Stetson leaned his shoulder against the booth’s support post, his whiskey resting easy in his hand, giving me his full attention.
“I’ve been debating setting up an online store first. Maybe test the market, build a brand.
” I set the jar down and looked out at the row of bustling vendor tents, the dream I’d been sitting on for years finally finding its voice.
“Then maybe craft fairs like this. Weekend markets. I could see myself doing this every Saturday, you know? Having a booth, talking to people about the product, building a real business.” I chewed my bottom lip.
“I thought about an actual storefront. Just a small place in town. But Omegas can’t—”
I stopped myself, my teeth sinking deeper into my lower lip as reality crashed into my daydream.
Omegas couldn’t hold commercial leases without an Alpha guarantor.
And even then, there were all these rules about Omegas, even bonded ones, not being allowed to run a store by themselves.
Some bullshit about safety and security, which made sense, but it still pissed me off.
Stetson’s jaw tightened. He stepped closer, crowding into my space until his chest brushed my shoulder, blocking out the rest of the fairgoers.
“You can,” he said quietly. It wasn’t a grand, sweeping promise. It was a Stetson promise, simple yet absolute. “Whatever you want to build, Jules, we’ll figure it out.”
I stared up into his green eyes, my pulse kicking into a wild rhythm. I believed him.
I turned back to the vendor tables, overwhelmed by his unwavering support.
It wasn’t at all what I’d expected from a pack of Alphas.
I’d always thought they’d force me into a life I didn’t want.

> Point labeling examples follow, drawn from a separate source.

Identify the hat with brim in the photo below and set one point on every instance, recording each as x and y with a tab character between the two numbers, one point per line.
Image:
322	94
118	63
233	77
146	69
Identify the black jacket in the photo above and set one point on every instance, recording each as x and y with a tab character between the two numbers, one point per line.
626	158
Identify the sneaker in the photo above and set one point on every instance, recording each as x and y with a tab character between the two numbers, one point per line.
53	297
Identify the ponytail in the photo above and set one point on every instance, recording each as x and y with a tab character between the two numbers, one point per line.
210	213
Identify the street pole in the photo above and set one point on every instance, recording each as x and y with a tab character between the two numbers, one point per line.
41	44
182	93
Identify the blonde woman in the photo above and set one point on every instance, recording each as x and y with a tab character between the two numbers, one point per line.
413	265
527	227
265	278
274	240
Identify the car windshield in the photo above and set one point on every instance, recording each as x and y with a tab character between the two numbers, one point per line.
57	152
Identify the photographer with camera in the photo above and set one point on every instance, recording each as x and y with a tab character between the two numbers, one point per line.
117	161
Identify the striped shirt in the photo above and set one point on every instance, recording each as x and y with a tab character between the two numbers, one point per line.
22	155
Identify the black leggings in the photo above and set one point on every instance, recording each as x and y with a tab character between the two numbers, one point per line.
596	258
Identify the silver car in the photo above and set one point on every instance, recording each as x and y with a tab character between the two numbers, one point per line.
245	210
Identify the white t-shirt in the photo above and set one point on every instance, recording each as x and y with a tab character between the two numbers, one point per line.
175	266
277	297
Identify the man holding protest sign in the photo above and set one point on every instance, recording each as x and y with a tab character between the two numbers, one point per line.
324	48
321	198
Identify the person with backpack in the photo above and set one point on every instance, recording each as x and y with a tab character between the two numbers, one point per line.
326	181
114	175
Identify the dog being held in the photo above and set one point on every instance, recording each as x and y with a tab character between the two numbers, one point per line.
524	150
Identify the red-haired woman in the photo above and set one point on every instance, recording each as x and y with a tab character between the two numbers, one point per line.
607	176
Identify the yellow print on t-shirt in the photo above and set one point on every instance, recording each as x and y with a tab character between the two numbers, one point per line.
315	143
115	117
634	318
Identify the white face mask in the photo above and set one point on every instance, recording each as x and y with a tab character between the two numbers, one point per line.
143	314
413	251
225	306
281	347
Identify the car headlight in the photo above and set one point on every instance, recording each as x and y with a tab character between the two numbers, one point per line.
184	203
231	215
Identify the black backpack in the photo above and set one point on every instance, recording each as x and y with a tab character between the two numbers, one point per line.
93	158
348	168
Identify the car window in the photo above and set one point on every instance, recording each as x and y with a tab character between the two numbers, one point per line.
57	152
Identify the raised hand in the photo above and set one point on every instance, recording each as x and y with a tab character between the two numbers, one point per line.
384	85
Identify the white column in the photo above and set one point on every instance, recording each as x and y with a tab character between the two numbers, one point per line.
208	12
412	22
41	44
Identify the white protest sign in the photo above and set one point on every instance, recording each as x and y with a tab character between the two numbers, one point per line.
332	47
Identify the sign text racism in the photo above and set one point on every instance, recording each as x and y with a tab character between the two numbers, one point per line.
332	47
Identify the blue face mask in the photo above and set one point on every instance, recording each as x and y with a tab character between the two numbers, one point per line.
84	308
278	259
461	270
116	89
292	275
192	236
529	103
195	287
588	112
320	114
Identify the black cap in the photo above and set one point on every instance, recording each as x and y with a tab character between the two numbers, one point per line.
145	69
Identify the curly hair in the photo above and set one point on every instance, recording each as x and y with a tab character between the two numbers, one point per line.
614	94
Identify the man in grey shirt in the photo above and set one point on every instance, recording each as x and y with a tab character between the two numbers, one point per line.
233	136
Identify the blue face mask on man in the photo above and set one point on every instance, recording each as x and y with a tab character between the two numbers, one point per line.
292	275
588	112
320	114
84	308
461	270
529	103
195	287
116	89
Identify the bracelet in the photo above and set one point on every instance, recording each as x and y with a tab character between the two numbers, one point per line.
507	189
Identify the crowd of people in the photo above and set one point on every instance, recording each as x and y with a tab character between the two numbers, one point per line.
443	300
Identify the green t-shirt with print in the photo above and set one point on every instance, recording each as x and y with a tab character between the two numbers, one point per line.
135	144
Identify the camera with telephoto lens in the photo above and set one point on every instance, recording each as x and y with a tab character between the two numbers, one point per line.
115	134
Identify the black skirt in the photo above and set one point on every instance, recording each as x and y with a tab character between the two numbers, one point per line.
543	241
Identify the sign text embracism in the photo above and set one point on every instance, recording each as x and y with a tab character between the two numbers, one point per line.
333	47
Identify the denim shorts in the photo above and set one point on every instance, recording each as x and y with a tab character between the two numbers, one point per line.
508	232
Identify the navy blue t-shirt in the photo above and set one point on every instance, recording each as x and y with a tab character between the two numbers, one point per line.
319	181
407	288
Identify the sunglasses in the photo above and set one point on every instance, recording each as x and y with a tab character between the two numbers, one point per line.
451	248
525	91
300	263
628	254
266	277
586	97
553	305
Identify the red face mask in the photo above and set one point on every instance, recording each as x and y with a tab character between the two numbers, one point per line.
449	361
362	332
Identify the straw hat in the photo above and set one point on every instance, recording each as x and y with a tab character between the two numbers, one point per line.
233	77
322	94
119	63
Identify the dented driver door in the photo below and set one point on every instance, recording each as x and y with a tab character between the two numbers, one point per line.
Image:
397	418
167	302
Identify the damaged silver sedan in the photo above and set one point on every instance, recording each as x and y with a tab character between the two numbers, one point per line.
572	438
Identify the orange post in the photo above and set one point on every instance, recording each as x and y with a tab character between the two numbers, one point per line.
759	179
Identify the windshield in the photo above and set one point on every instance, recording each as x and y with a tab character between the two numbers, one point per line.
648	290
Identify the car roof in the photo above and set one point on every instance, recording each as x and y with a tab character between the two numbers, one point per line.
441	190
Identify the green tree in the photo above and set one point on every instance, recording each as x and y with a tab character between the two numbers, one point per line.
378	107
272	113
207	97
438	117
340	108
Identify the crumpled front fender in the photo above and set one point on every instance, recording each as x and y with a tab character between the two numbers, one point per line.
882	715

But here I was, surrounded by men who wanted to support me and make me happy, something the OMA had taught us Omegas was our job to do for our packs.
The difference between what had been drilled into me and the actual reality of pack life was a lot to wrap my head around, even though it warmed my heart.
Going from the OMA to this kind of normal life almost felt like whiplash.
We kept walking, finishing our drinks as the last traces of daylight bled out of the sky and the band switched to a slower song.
Stetson tossed our empty cups into a trash barrel and fell back into step beside me. His hand found the small of my back again, his palm warm through the thin fabric of my shirt, and I leaned into him without thinking about it.
“You know…” I tipped my head against his shoulder as we walked. “This is the first time we’ve been alone outside of the house.”
“Mhm,” he rumbled.
“Like, actually alone. There are no kids or packmates pretending they’re not watching from the kitchen window. No ranch emergency pulling you away.”
The corner of his mouth lifted. “I’m aware.”